On this Thanksgiving Day, it looked very much like late November in central Missouri.  A gray overcast, broken by pockets of blue, stretched above the dull, pre-winter landscape; while most of the trees are barren, the oaks still retain their dead, brown leaves.  Despite the late autumn landscape, it felt more like September to those of us who ventured outside; strong southerly winds had developed ahead of an approaching cold front, pushing the afternoon high into the upper sixties (F).  Heavy rains are expected later this evening and cold air will dive south behind the front.

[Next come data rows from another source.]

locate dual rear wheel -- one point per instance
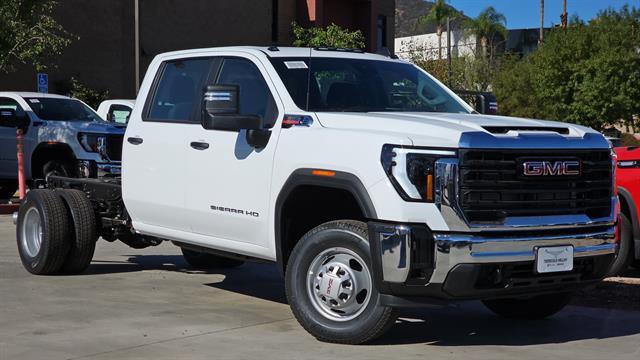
(56, 232)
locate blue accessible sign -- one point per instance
(43, 83)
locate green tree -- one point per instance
(29, 33)
(438, 15)
(587, 74)
(331, 36)
(487, 27)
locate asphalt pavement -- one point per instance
(147, 304)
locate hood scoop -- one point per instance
(506, 129)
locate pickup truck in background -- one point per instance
(63, 136)
(369, 183)
(116, 111)
(628, 182)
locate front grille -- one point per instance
(114, 147)
(493, 187)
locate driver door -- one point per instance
(228, 196)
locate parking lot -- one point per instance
(135, 304)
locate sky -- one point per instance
(526, 13)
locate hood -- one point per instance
(451, 130)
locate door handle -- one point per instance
(199, 145)
(135, 140)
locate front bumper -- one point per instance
(409, 260)
(93, 169)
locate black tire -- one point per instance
(57, 168)
(83, 230)
(7, 189)
(53, 221)
(537, 307)
(204, 261)
(374, 320)
(624, 256)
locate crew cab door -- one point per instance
(155, 173)
(230, 181)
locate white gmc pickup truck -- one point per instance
(370, 184)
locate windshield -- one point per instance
(334, 84)
(54, 109)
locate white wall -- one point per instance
(461, 45)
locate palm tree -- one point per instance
(486, 26)
(438, 15)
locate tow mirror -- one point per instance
(8, 118)
(221, 111)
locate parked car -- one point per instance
(366, 201)
(63, 136)
(628, 182)
(116, 111)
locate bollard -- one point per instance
(22, 187)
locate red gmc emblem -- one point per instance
(552, 168)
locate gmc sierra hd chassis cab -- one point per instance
(368, 182)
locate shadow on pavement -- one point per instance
(471, 324)
(460, 324)
(261, 281)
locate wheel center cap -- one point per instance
(330, 286)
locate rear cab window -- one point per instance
(177, 92)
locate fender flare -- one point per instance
(341, 180)
(628, 199)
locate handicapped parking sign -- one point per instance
(43, 83)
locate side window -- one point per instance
(7, 103)
(178, 90)
(255, 96)
(119, 114)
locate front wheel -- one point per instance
(329, 285)
(537, 307)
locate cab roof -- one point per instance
(26, 94)
(276, 51)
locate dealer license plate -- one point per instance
(554, 259)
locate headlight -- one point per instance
(93, 142)
(412, 170)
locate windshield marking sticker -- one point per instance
(296, 65)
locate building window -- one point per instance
(382, 32)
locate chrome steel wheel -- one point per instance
(32, 232)
(339, 284)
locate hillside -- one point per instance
(407, 13)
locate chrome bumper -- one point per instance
(394, 247)
(454, 249)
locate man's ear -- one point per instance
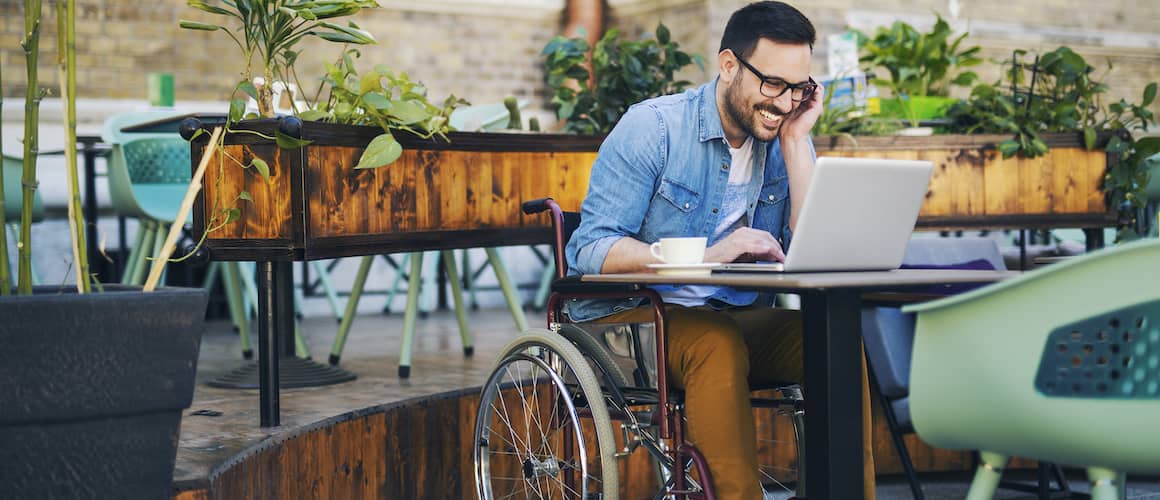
(727, 65)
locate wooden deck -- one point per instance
(384, 437)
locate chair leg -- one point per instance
(461, 314)
(140, 263)
(408, 316)
(987, 476)
(396, 281)
(233, 295)
(509, 292)
(1107, 484)
(428, 284)
(798, 419)
(348, 316)
(135, 253)
(159, 236)
(469, 280)
(332, 297)
(904, 454)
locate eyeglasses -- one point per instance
(774, 87)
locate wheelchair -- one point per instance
(557, 397)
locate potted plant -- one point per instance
(922, 66)
(622, 73)
(93, 382)
(1059, 93)
(374, 146)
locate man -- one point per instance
(730, 160)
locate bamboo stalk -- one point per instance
(5, 272)
(31, 45)
(187, 204)
(66, 58)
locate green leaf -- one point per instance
(232, 215)
(237, 108)
(261, 167)
(248, 88)
(313, 115)
(289, 143)
(382, 151)
(662, 35)
(212, 9)
(1008, 147)
(410, 111)
(1089, 137)
(370, 81)
(359, 36)
(198, 26)
(378, 101)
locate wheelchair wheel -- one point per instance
(599, 355)
(530, 439)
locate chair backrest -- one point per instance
(1059, 364)
(13, 172)
(156, 160)
(889, 334)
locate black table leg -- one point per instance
(274, 320)
(833, 403)
(95, 263)
(277, 366)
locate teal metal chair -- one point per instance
(1060, 364)
(13, 171)
(415, 272)
(147, 179)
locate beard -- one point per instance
(747, 117)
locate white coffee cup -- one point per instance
(679, 251)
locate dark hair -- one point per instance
(773, 20)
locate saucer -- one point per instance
(684, 269)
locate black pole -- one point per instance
(268, 340)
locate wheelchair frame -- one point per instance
(567, 359)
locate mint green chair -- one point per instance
(147, 180)
(13, 171)
(1060, 364)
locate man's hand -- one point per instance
(802, 118)
(746, 244)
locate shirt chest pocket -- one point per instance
(681, 197)
(773, 202)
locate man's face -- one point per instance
(747, 110)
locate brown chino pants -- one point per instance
(715, 356)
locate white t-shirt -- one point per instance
(731, 216)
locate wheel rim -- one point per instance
(523, 432)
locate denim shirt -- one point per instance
(662, 172)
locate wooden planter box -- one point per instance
(463, 193)
(466, 193)
(974, 187)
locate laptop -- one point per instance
(857, 215)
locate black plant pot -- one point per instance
(92, 390)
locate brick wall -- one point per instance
(1121, 31)
(484, 50)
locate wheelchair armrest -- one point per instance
(572, 284)
(535, 205)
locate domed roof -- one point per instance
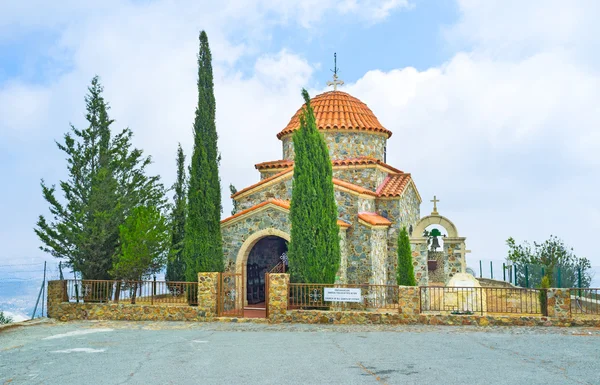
(336, 110)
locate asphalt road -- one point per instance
(191, 353)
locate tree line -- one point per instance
(114, 220)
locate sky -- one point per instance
(494, 104)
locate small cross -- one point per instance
(335, 81)
(463, 257)
(435, 201)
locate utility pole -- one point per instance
(42, 290)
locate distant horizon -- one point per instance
(492, 104)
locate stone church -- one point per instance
(374, 200)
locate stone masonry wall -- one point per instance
(378, 256)
(342, 272)
(208, 289)
(57, 294)
(369, 178)
(403, 211)
(235, 234)
(409, 297)
(345, 145)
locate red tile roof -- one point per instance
(363, 160)
(284, 163)
(336, 110)
(393, 185)
(338, 182)
(277, 202)
(374, 219)
(266, 180)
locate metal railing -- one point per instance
(585, 301)
(133, 292)
(279, 268)
(470, 300)
(303, 296)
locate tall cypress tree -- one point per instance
(203, 244)
(314, 248)
(175, 264)
(405, 272)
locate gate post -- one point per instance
(208, 293)
(278, 296)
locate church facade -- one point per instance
(375, 200)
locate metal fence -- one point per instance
(470, 300)
(585, 301)
(134, 292)
(304, 296)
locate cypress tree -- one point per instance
(236, 204)
(203, 244)
(106, 181)
(405, 273)
(175, 265)
(314, 249)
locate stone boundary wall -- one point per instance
(408, 313)
(376, 318)
(68, 311)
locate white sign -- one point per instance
(342, 294)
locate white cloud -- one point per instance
(505, 132)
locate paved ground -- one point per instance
(202, 353)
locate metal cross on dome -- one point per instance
(335, 81)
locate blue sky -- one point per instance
(493, 104)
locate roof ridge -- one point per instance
(279, 174)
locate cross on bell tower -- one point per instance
(335, 81)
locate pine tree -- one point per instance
(405, 273)
(203, 244)
(175, 265)
(314, 249)
(106, 181)
(144, 243)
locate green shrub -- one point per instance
(544, 286)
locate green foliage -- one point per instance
(543, 294)
(175, 264)
(236, 204)
(314, 249)
(4, 319)
(547, 258)
(405, 273)
(203, 251)
(106, 180)
(144, 244)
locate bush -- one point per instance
(544, 286)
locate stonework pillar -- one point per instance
(409, 301)
(419, 253)
(343, 271)
(378, 255)
(208, 290)
(57, 293)
(559, 303)
(278, 295)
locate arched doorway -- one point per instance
(265, 255)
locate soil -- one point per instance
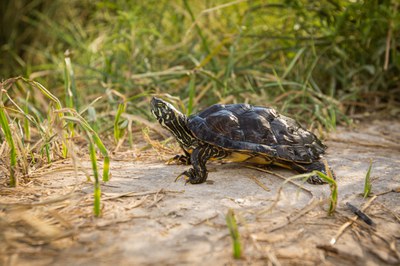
(147, 218)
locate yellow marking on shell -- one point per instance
(287, 166)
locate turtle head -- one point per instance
(166, 114)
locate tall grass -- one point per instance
(53, 133)
(316, 60)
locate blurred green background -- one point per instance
(321, 61)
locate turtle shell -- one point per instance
(256, 130)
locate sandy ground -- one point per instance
(150, 219)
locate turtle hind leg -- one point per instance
(315, 166)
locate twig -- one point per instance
(360, 214)
(352, 220)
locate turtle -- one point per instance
(240, 133)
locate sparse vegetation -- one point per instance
(75, 82)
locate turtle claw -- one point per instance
(185, 175)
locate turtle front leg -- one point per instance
(199, 157)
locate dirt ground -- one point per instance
(150, 219)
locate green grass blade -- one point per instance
(293, 62)
(192, 92)
(367, 183)
(234, 232)
(27, 131)
(13, 153)
(118, 132)
(333, 187)
(97, 189)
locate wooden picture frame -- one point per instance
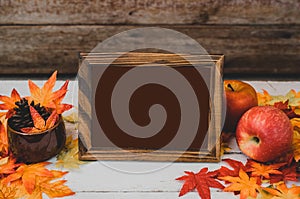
(93, 66)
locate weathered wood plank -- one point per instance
(248, 49)
(149, 12)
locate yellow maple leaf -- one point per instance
(52, 189)
(245, 185)
(28, 175)
(72, 118)
(263, 98)
(68, 157)
(3, 138)
(292, 97)
(283, 192)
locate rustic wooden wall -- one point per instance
(258, 37)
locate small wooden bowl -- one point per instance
(38, 147)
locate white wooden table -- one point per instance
(95, 180)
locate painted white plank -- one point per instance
(165, 195)
(95, 180)
(98, 177)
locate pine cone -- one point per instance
(22, 117)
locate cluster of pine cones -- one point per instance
(22, 117)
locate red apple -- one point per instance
(240, 97)
(264, 133)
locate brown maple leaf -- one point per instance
(283, 192)
(200, 181)
(9, 102)
(247, 186)
(28, 174)
(262, 170)
(39, 123)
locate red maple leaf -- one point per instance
(200, 181)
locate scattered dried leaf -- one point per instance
(247, 186)
(283, 192)
(263, 171)
(39, 123)
(9, 102)
(68, 157)
(200, 181)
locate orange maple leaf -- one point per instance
(52, 189)
(7, 192)
(200, 181)
(263, 97)
(262, 170)
(3, 139)
(296, 138)
(45, 96)
(8, 165)
(28, 174)
(243, 184)
(9, 102)
(282, 191)
(39, 123)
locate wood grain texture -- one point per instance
(209, 138)
(272, 49)
(149, 12)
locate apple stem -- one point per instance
(229, 86)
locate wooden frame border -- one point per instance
(89, 152)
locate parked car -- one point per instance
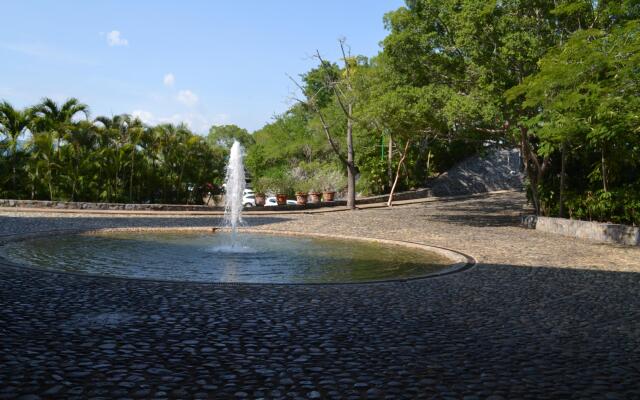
(271, 201)
(249, 199)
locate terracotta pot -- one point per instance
(281, 199)
(328, 196)
(314, 197)
(301, 198)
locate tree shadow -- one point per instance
(487, 211)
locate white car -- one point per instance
(271, 201)
(249, 199)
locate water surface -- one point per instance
(211, 257)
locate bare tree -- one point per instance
(342, 89)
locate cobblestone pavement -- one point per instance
(540, 316)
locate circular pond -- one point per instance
(218, 257)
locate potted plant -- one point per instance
(260, 187)
(281, 185)
(303, 192)
(332, 180)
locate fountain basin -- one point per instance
(198, 255)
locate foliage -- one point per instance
(224, 135)
(55, 152)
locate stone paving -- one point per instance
(540, 316)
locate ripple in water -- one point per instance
(209, 257)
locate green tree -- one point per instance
(14, 124)
(224, 135)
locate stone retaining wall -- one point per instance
(601, 232)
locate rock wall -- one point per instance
(601, 232)
(498, 169)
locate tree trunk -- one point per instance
(390, 162)
(562, 173)
(131, 176)
(604, 171)
(395, 181)
(351, 170)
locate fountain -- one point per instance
(234, 189)
(186, 255)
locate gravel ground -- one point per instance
(540, 316)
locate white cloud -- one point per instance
(188, 98)
(169, 79)
(199, 123)
(144, 116)
(114, 39)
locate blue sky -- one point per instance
(202, 62)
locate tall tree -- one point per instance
(14, 123)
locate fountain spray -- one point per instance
(234, 188)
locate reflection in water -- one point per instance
(206, 257)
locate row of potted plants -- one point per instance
(307, 189)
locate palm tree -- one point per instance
(58, 119)
(13, 124)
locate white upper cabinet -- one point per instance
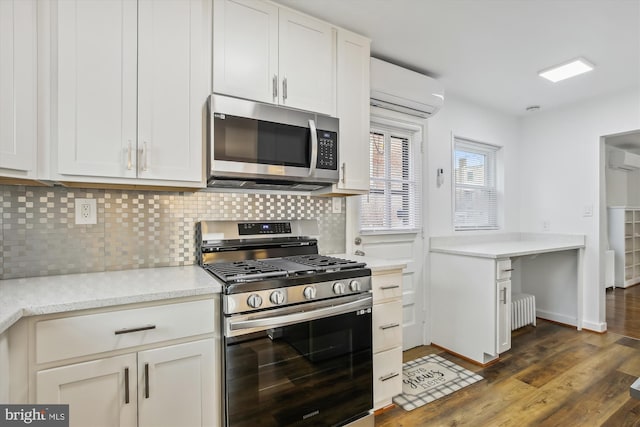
(18, 86)
(96, 94)
(174, 73)
(353, 111)
(132, 82)
(307, 63)
(275, 55)
(245, 46)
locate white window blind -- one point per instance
(475, 193)
(393, 202)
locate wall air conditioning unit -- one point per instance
(396, 88)
(619, 159)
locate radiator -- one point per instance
(523, 310)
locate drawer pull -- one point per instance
(130, 330)
(388, 377)
(389, 326)
(146, 380)
(126, 385)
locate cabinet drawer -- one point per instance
(387, 325)
(387, 376)
(386, 286)
(83, 335)
(503, 269)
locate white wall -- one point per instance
(562, 171)
(466, 119)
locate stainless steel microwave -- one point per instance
(263, 146)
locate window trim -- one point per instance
(479, 147)
(393, 123)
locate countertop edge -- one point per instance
(190, 282)
(506, 254)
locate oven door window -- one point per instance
(239, 139)
(312, 373)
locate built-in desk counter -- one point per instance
(473, 277)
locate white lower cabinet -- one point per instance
(503, 323)
(170, 384)
(100, 393)
(471, 305)
(387, 337)
(175, 385)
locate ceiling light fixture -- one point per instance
(567, 69)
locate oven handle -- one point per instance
(289, 319)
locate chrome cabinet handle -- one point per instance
(129, 164)
(390, 326)
(275, 87)
(146, 380)
(314, 147)
(503, 291)
(388, 377)
(284, 89)
(145, 152)
(130, 330)
(126, 385)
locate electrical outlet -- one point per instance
(86, 211)
(336, 204)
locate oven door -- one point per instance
(300, 368)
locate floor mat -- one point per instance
(429, 378)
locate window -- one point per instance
(475, 193)
(393, 202)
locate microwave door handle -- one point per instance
(314, 147)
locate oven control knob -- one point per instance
(309, 292)
(254, 301)
(277, 297)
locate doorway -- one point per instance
(621, 233)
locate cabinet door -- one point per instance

Just before 3 PM, a large flock of cedar waxwings descended on our property, feasting on honeysuckle and holly berries.  They were soon joined by an even larger crowd of American robins and the activity of these berry lovers attracted a wide variety of permanent and winter songbirds; among these residents were black-capped chickadees, tufted titmice, downy and red-bellied woodpeckers, northern cardinals, blue jays, white-breasted nuthatches, white-throated sparrows and dark-eyed juncos.  At the peak of the activity, there must have been a thousand birds in our modest-sized yard.

We Americans stop to express our thanks for the love and support of family and friends on this national holiday; some of us are also inclined to thank Mother Nature, grateful for her magnificent landscapes and diverse ecosystems.  Today's crowd of avian visitors reinforced that sentiment.